Al día siguiente, quedaré con una antigua amiga. Iremos al British Bar, que cumplió 100 años en 2019. Hablaremos de la familia, del trabajo, de cómo ha cambiado la ciudad, de la gentrificación, de la guerra, de si ya ha se ha dado cuenta de lo malos que son los israelíes, de cómo pasa el tiempo y de las ganas que tiene de volver a Alemania. Nos acordaremos de aquella vez que vino a Murcia en agosto y el único sitio al que se podía ir por la noche era a la Taberna del Jesuso, con la persiana a medio bajar y los parroquianos invitándonos a fumar. Le contaré que no volvió a abrir después de la pandemia y nos reiremos por habernos convertido en dos viejos que hablan de cosas que ya no existen. Brindaremos a nuestra salud y el mundo seguirá girando después de despedirnos.
Estoy aquí por un pacto que hice conmigo mismo hace ya bastantes años. En 2017, calculé cuándo sería el 50 aniversario de la Revolución de los Claveles. Supongo que también calculé mi edad y supongo que en ese momento era impensable visualizarme a punto de cumplir 32, pero aquí estoy.
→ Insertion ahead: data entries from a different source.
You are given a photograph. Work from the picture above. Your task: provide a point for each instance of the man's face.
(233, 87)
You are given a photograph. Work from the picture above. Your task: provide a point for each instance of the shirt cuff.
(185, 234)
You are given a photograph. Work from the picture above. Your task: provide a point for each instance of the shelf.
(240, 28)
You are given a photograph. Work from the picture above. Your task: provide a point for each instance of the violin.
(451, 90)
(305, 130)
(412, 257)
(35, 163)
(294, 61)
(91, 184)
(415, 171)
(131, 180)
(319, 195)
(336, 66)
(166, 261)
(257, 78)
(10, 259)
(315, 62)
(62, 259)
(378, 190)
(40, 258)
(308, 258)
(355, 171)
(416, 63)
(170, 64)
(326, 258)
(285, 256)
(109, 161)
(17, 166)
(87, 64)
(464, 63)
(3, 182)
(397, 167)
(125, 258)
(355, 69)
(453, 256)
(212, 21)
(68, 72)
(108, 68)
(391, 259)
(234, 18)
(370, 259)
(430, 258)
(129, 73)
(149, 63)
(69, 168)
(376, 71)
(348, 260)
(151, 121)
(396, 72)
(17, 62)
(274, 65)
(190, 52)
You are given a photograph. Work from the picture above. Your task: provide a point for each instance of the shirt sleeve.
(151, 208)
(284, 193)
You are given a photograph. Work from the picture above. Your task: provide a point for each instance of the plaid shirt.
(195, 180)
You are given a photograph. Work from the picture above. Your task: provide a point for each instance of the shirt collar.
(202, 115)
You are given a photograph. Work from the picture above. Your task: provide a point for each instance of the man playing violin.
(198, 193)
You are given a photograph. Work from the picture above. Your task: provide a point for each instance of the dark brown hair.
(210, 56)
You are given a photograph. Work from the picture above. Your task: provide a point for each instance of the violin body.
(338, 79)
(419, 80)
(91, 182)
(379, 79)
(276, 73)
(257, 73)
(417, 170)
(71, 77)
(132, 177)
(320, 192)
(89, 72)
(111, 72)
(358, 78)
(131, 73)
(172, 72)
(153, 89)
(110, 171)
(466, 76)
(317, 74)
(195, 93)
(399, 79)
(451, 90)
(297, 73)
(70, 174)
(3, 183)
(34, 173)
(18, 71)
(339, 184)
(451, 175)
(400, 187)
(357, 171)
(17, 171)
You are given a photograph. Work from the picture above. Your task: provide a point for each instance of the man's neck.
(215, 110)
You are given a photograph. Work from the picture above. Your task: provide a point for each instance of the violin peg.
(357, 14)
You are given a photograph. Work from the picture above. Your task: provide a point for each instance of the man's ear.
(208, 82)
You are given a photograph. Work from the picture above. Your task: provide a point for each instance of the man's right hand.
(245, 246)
Por aquel entonces llevaba un diario, como el del intensito de Pessoa, que empecé a leer esta mañana, y ahora estoy escribiendo algo parecido.
He llegado al aeropuerto de Lisboa sobre las 12:00, en el mismo vuelo que un grupo de amigos con camisetas del Real Murcia y una despedida de soltero por delante. En lugar de coger el metro, decido empezar la jornada dando un paseo por Olivais Sul, el barrio en el que viví durante el año que trabajé en el call center de una conocidísima plataforma de streaming. Desde allí, autobús hasta la Praça do Comércio. Una temperatura estupenda. Como se podría esperar, primeras aglomeraciones de turistas. También, los primeros claveles rojos. Comienza mi peregrinación hasta la Parreirinha de Chile.